Василий Павлович, колхозный кладовщик, не растерялся - вовремя успел выкатить к дверям какую-то старую телегу, бог весть почему оказавшуюся в хлебном складе, и это больше всего выводило из себя разъяренных баб.
- Вот как! Мы не люди? Нам не то что хлеба - ходу на склад нету!
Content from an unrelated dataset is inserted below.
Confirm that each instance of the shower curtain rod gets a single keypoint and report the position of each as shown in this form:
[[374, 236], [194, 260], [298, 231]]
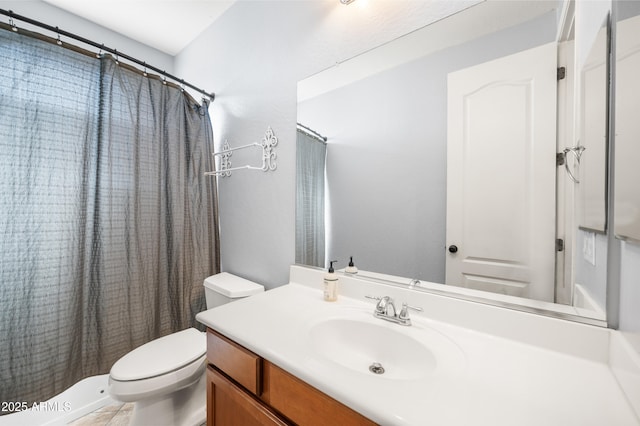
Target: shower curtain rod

- Да это с кем ты придумал?
- Бабы, чего на него смотреть? Нажимай!
Телега затрещала, сдвинулась с места, но Василий Павлович уперся своими толстыми коротышками и откатил назад.
Тогда тихая, набожная Василиса решила пронять его жалобным словом:
- Ты, Васильюшко, неладно так делаешь. Раз уж одним дал, дак и других не обижай. Мы в войну из хомута не вылезали и тепереча на печи не лежим. А поисть-то хлебца, Васенька, всем охота...
- Дура! - завопили со всех сторон на Василису. - Нашла кого уговаривать да совестить.
- Ему что! Он, боров, рожу наел - разве поймет нашего брата?
Тут в кладовщика через головы баб полетели камни и палки - это уж Федька Пряслин со своей бандой вступил в работу. Никто из ребят в это утро не дошел до школы, все завязли в заулке у склада. Орали, толкались, колотили матерей по спинам, по тощим задам, готовы были зубами прогрызть себе лаз в склад: теплым зерном несло оттуда.
Один камень угодил кладовщику в плечо, и Василий Павлович заорал благим матом:
- Да вы что - с ума посходили? Я, что ли, председатель? Мое дело выдать, когда бумага есть. А где у вас бумага?
- А и верно, бумаги-то у нас нету, - спохватился кто-то в толпе.
- К председателю надо!
- Да где он, председатель-то? Еще даве чуть свет в поскотину укатил.
- Неужели?
- Дак это они сговорились, сволочи!
- Знамо дело - не без того же.
- - Ну и паразиты! Ну и прохвосты!
- Кто паразиты? Кто прохвосты? Кому нужна подмога Советской Армии?
Егорша подходил к складу - его беззаботный и ликующий голос взмыл над орущей толпой.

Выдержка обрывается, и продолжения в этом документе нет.